Éditorial : Les leçons d’un voyage

La tournée effectuée par SM le Roi Mohammed VI dans les provinces du Sud marquera, sans aucun doute, le début d’une nouvelle étape dans le dossier du Sahara.
De l’avis de tous les observateurs, il est clair que l’on est en train d’assister au début de la fin de ce conflit. Et l’histoire retiendra que c’est le Maroc qui aura écrit le dernier chapitre, celui du dénouement d’un conflit artificiel provoqué par l’Algérie autour de la question de l’intégrité territoriale du Maroc.
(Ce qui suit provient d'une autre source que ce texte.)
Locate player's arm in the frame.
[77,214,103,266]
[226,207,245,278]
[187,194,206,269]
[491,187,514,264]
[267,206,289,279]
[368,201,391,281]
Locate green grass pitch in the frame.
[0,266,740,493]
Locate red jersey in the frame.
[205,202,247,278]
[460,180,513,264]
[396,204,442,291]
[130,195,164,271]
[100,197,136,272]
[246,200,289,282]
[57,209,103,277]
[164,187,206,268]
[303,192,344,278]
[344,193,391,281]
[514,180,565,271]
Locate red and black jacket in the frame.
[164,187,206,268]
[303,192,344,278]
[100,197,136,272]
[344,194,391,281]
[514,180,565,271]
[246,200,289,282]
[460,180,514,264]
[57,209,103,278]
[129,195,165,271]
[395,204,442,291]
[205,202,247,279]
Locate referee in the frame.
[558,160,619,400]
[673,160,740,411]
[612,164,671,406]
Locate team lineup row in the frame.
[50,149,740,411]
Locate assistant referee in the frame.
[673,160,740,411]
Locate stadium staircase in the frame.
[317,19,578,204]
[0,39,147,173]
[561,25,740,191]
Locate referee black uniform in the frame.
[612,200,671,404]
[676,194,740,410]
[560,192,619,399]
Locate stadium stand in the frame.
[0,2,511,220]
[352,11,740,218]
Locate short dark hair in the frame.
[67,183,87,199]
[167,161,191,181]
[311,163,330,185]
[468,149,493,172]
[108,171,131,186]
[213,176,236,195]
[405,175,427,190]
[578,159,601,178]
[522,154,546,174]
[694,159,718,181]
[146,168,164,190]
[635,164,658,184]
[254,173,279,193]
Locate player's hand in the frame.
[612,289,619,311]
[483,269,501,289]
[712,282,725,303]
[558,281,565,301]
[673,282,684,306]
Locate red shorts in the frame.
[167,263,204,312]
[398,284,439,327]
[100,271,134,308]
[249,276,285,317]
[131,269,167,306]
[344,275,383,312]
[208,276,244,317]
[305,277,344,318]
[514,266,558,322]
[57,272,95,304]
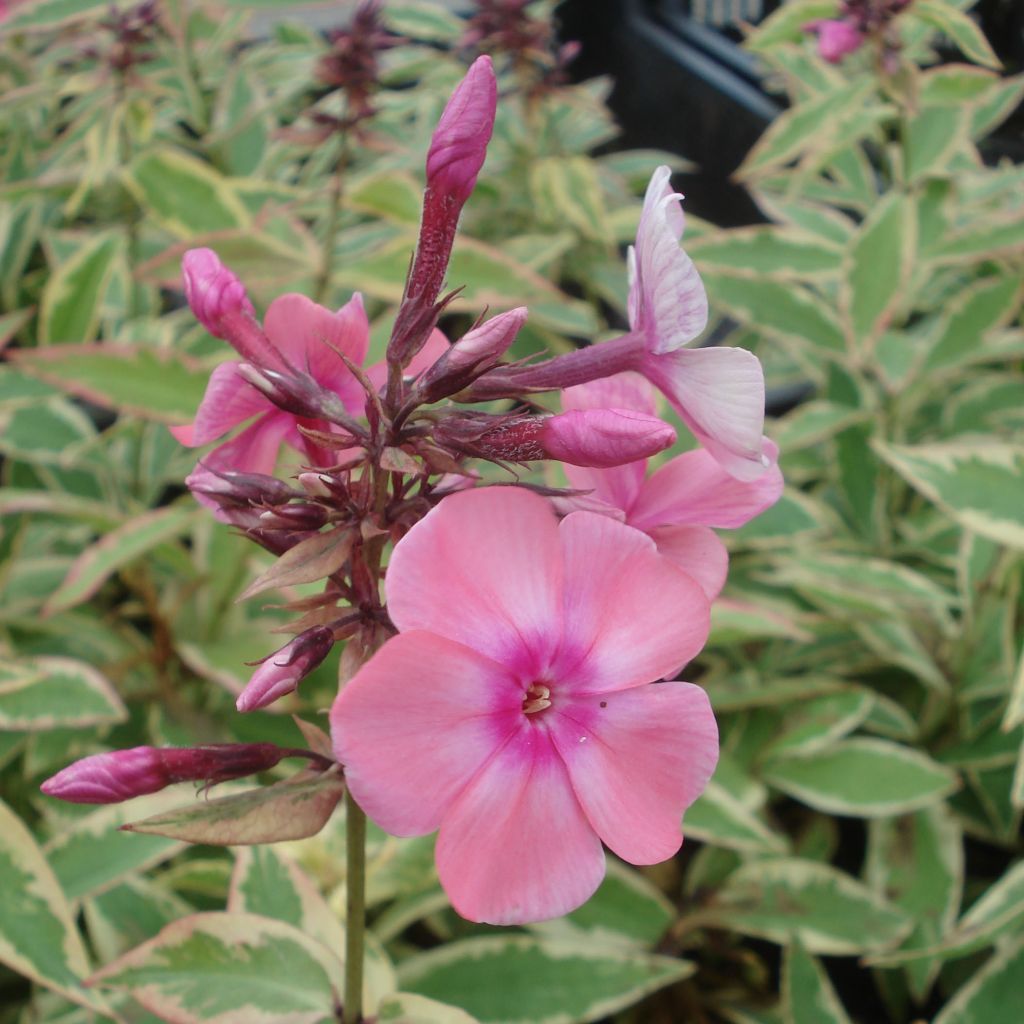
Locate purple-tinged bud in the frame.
[417,306,527,402]
[259,503,328,532]
[803,18,864,63]
[181,249,254,340]
[427,56,498,207]
[40,743,294,804]
[236,626,334,711]
[539,409,676,469]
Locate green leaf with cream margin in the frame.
[43,502,200,614]
[90,912,344,1024]
[0,656,128,732]
[123,772,345,846]
[762,736,958,818]
[0,802,98,1007]
[873,439,1024,549]
[398,936,694,1024]
[227,845,397,1013]
[693,858,912,956]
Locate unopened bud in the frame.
[181,249,253,339]
[417,306,527,402]
[40,743,292,804]
[236,626,334,711]
[539,409,676,469]
[427,56,498,207]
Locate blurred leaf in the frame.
[44,502,199,614]
[0,802,96,1007]
[125,147,250,239]
[763,737,957,817]
[697,858,911,955]
[124,773,345,846]
[398,936,693,1024]
[782,938,850,1024]
[15,345,210,424]
[909,0,1002,69]
[0,657,128,732]
[39,231,122,345]
[874,440,1024,548]
[91,913,344,1024]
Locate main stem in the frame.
[342,790,367,1024]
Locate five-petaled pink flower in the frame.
[559,373,782,600]
[331,486,718,925]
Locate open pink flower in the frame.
[629,167,768,480]
[331,487,718,925]
[560,373,782,600]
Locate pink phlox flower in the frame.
[331,486,718,925]
[629,166,769,480]
[171,250,449,503]
[803,18,864,63]
[558,373,782,600]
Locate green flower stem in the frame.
[342,790,367,1024]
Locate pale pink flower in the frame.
[803,18,864,63]
[629,166,769,480]
[559,373,782,600]
[331,487,718,925]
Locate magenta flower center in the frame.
[522,683,551,715]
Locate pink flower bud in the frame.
[427,56,498,207]
[446,306,527,371]
[540,409,676,469]
[803,18,864,63]
[181,249,253,339]
[236,626,334,711]
[40,743,292,804]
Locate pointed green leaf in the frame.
[124,772,345,846]
[91,912,344,1024]
[782,939,850,1024]
[0,657,128,732]
[762,736,957,818]
[44,503,199,614]
[874,440,1024,548]
[700,858,911,955]
[398,936,693,1024]
[0,802,94,1006]
[39,232,122,345]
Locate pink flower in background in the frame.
[629,167,769,480]
[803,18,864,63]
[559,373,782,599]
[331,487,718,925]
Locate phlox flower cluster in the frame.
[44,51,782,924]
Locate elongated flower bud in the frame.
[417,306,527,402]
[40,743,292,804]
[540,409,676,469]
[427,56,498,207]
[181,249,254,340]
[236,626,334,711]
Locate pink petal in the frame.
[386,486,561,675]
[645,526,729,598]
[331,631,523,836]
[562,371,655,416]
[644,348,769,480]
[437,724,604,925]
[551,512,710,693]
[263,292,370,401]
[630,439,782,531]
[630,167,708,354]
[551,683,718,864]
[171,362,278,447]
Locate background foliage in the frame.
[0,0,1024,1024]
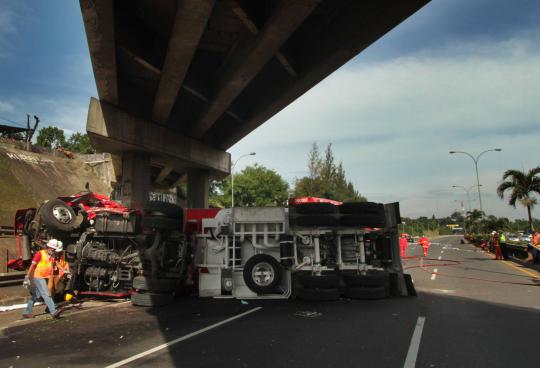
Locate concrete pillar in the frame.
[119,152,150,209]
[187,169,210,208]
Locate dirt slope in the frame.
[0,144,111,226]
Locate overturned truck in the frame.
[13,192,414,306]
[14,192,191,306]
[194,198,415,300]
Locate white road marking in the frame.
[403,316,426,368]
[105,307,262,368]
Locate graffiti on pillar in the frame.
[148,192,176,204]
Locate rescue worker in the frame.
[491,231,503,261]
[418,235,431,257]
[499,230,509,261]
[22,239,62,318]
[399,234,407,257]
[526,231,540,263]
[47,242,70,300]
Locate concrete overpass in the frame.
[80,0,429,207]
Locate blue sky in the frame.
[0,0,540,218]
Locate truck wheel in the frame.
[133,276,176,293]
[144,201,184,218]
[243,254,281,294]
[131,292,174,307]
[142,216,182,230]
[338,202,384,216]
[39,199,77,233]
[296,288,340,301]
[298,274,339,289]
[343,272,390,287]
[345,286,388,299]
[294,202,337,215]
[294,215,337,227]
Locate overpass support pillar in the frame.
[187,169,210,208]
[120,152,150,209]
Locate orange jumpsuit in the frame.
[399,236,407,257]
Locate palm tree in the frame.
[497,166,540,230]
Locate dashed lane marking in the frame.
[503,261,540,279]
[105,307,262,368]
[403,316,426,368]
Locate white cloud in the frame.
[231,32,540,217]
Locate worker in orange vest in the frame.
[23,239,62,318]
[47,242,71,300]
[418,235,430,257]
[399,233,407,257]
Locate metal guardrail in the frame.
[0,271,26,287]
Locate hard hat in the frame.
[47,239,62,252]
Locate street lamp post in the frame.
[231,152,256,208]
[452,185,482,211]
[449,148,502,213]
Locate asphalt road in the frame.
[0,237,540,368]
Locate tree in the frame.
[210,164,289,207]
[497,166,540,230]
[465,210,484,231]
[294,143,366,202]
[37,126,66,148]
[66,133,94,153]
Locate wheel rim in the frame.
[53,206,73,224]
[251,262,276,286]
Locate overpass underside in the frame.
[80,0,429,207]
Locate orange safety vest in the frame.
[34,250,53,279]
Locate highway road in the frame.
[0,236,540,368]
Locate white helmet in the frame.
[47,239,63,252]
Un choix stratégique de ce pays, qui perdure d’ailleurs, pour bloquer ou contrarier l’évolution de notre pays.
Aujourd’hui, à travers sa visite aux provinces du Sud, le Souverain a transmis plusieurs messages forts à l’adresse des adversaires de la cause marocaine.
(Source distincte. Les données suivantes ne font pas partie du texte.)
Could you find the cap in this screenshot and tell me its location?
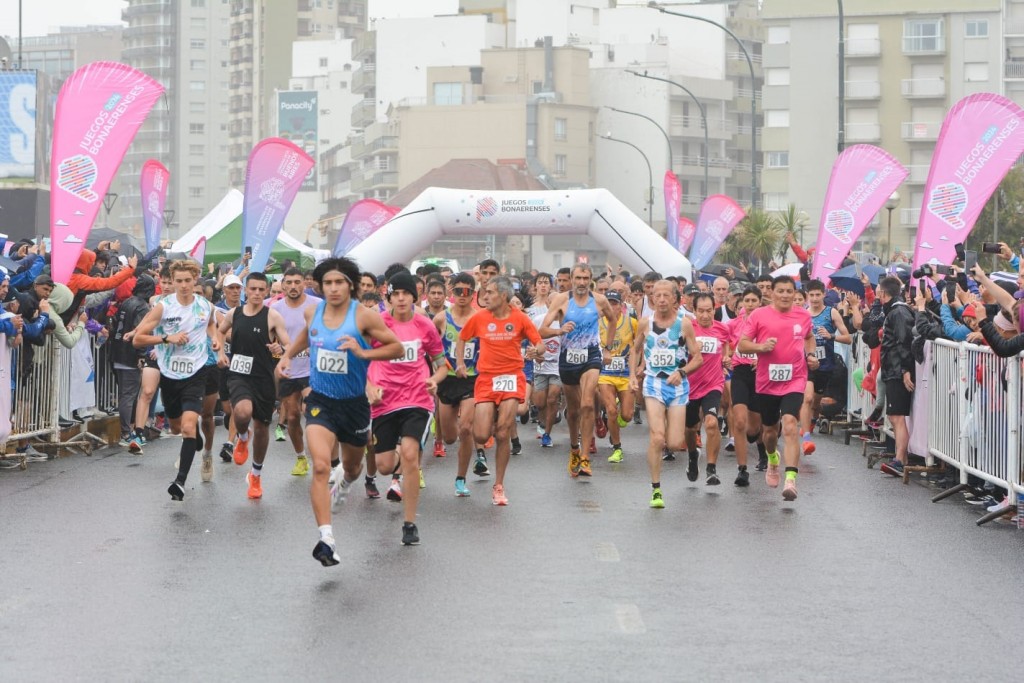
[387,272,420,299]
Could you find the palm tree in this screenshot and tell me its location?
[736,209,785,270]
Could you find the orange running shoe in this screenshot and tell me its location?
[246,472,263,501]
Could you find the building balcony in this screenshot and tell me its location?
[846,38,882,57]
[900,121,942,142]
[846,123,882,142]
[900,78,946,99]
[846,81,882,99]
[903,36,946,55]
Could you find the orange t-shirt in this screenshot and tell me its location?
[459,308,541,375]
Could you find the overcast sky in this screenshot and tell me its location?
[0,0,128,40]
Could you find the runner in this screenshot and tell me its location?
[270,268,323,476]
[739,275,818,501]
[434,272,486,498]
[132,260,220,501]
[686,292,750,486]
[630,280,703,509]
[541,263,611,478]
[597,290,638,463]
[278,258,404,566]
[455,278,544,506]
[367,271,447,546]
[218,272,294,500]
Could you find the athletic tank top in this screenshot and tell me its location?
[441,310,480,377]
[309,299,370,398]
[154,294,213,380]
[228,306,278,383]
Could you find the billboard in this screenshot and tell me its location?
[0,71,37,180]
[278,90,319,193]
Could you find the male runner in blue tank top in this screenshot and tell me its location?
[540,263,614,477]
[278,258,404,566]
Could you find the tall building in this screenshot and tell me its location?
[112,0,230,238]
[763,0,1003,255]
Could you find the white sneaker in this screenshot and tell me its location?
[199,453,213,481]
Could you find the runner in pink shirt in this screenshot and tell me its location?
[686,292,750,486]
[367,272,447,545]
[738,275,818,501]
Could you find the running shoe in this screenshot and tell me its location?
[733,470,751,486]
[292,456,309,477]
[313,539,341,567]
[490,483,509,507]
[879,459,903,477]
[246,472,263,501]
[199,453,213,481]
[569,449,581,478]
[167,481,185,501]
[233,439,249,465]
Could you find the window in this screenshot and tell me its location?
[768,26,790,45]
[765,152,790,168]
[964,19,988,38]
[765,69,790,85]
[555,119,569,142]
[434,83,462,106]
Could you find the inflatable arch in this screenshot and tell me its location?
[348,187,692,282]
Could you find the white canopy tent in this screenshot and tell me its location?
[348,187,692,281]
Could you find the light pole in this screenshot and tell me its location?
[647,2,759,207]
[886,193,899,265]
[604,106,676,173]
[626,69,711,208]
[599,133,654,227]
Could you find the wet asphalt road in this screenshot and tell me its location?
[0,417,1024,681]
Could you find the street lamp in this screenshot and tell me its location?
[604,105,676,173]
[886,193,899,264]
[599,132,654,227]
[647,1,759,207]
[626,70,711,199]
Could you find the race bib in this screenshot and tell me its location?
[169,358,196,376]
[316,348,348,375]
[230,354,253,375]
[565,348,590,366]
[697,337,718,355]
[391,339,420,362]
[490,375,519,393]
D’abord, le chef de l’Etat marocain a montré que l’enclenchement du processus de développement socioéconomique, de mise à niveau des infrastructures et d’amélioration des conditions de vie des citoyens est un choix ferme. Il émane  d’un Souverain ayant la volonté d’accélérer le cadence de la modernisation et des réformes. Un choix, également, qui va au-delà des considérations et de petits calculs politiques. Ceux qui, pour entraver la marche du Maroc vers le progrès, sont allés jusqu’à inventer une entité fantoche et à promouvoir une tendance séparatiste. Au bout de trente ans, ils n’ont abouti qu’à créer un drame humanitaire dans les camps de Tindouf. Mais, ce qui est encore plus dramatique, pour ces gens-là, c’est que, en tentant d’entraver la machine de développement du Maroc, ils ont arrêté la leur.  Et au-delà, ils ont bloqué celle de toute une région, celle du Maghreb en sacrifiant l’idéal de plusieurs générations de Maghrébins. 
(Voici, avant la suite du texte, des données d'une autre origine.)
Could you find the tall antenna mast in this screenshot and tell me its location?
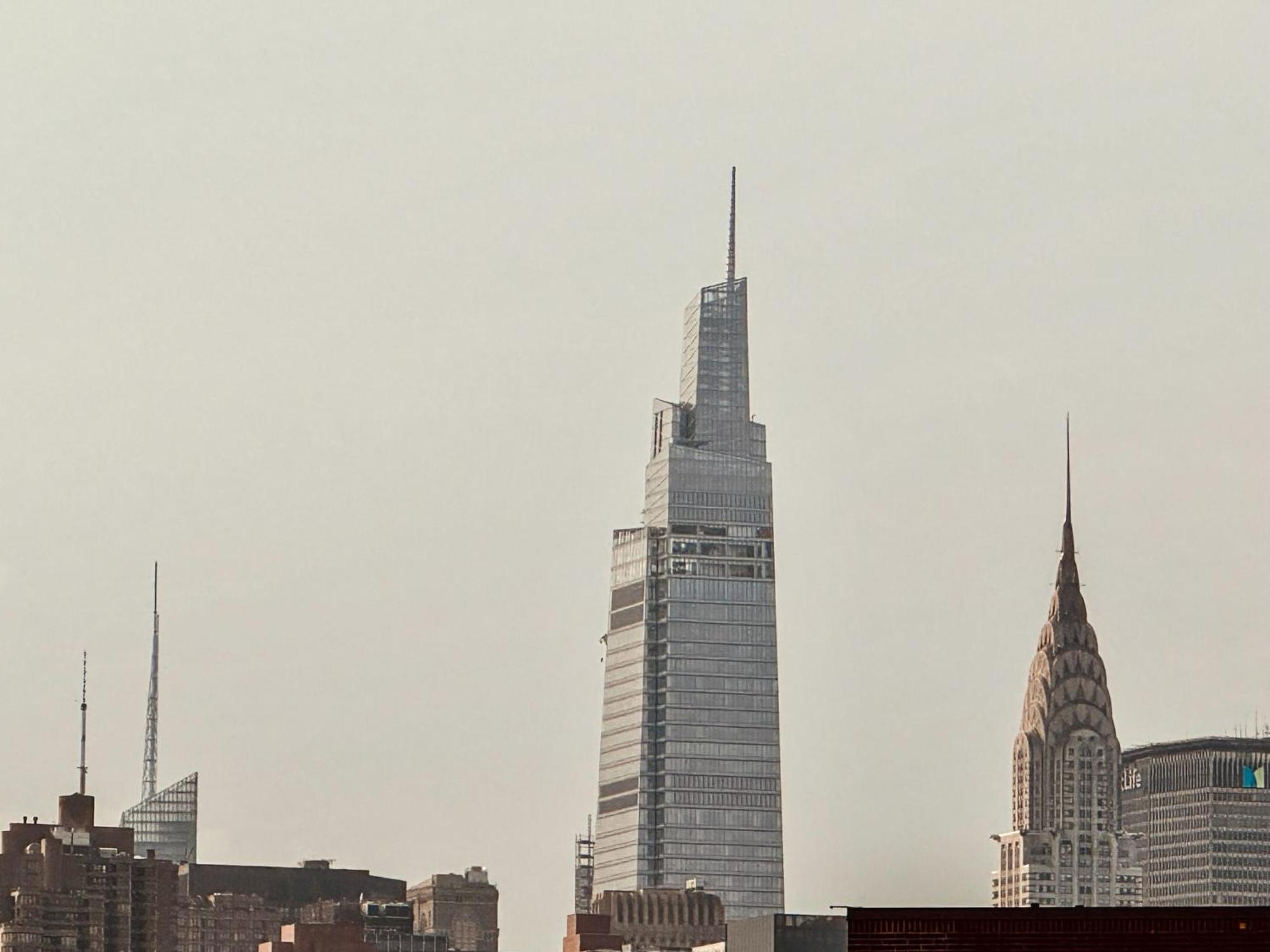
[80,651,88,796]
[728,165,737,284]
[141,562,159,800]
La visite du Souverain aux provinces du Sud est aussi une réponse, explicite et directe, à tous ceux – y compris chez nous – qui ont voulu faire croire que la position du Maroc se serait fragilisée ces dernières années. Quand les uns agissent par sadisme, les nôtres font dans du masochisme de commande. Quand Alger parle, c’est Rabat qui a tort. Quand Tindouf gesticule c’est Rabat qui a tort. Quand Madrid hausse le ton, c’est Rabat qui a tort. Nous étions avant le voyage royal dans une situation telle que la propagande des services algériens ou des mercenaires polisariens était prise en charge directement, chez nous, par les nihilistes locaux. La trahison s’est transmutée en opinion.
Mais les images d’une population de patriotes authentiques qui est sortie massivement dans les rues du Sahara pour saluer le Souverain se passent de tout commentaire. Des images tellement fortes qu’elles ont impressionné les reporters espagnols venus couvrir cet événement les obligeant à changer le ton de leurs articles orientés et unilatéraux. 
Après le voyage royal et la manifestation massive des unionistes patriotes, il est évident que l’option de l’autonomie reste l’unique voie qui permettrait de sortir de l’impasse et une chance que les séparatistes doivent saisir.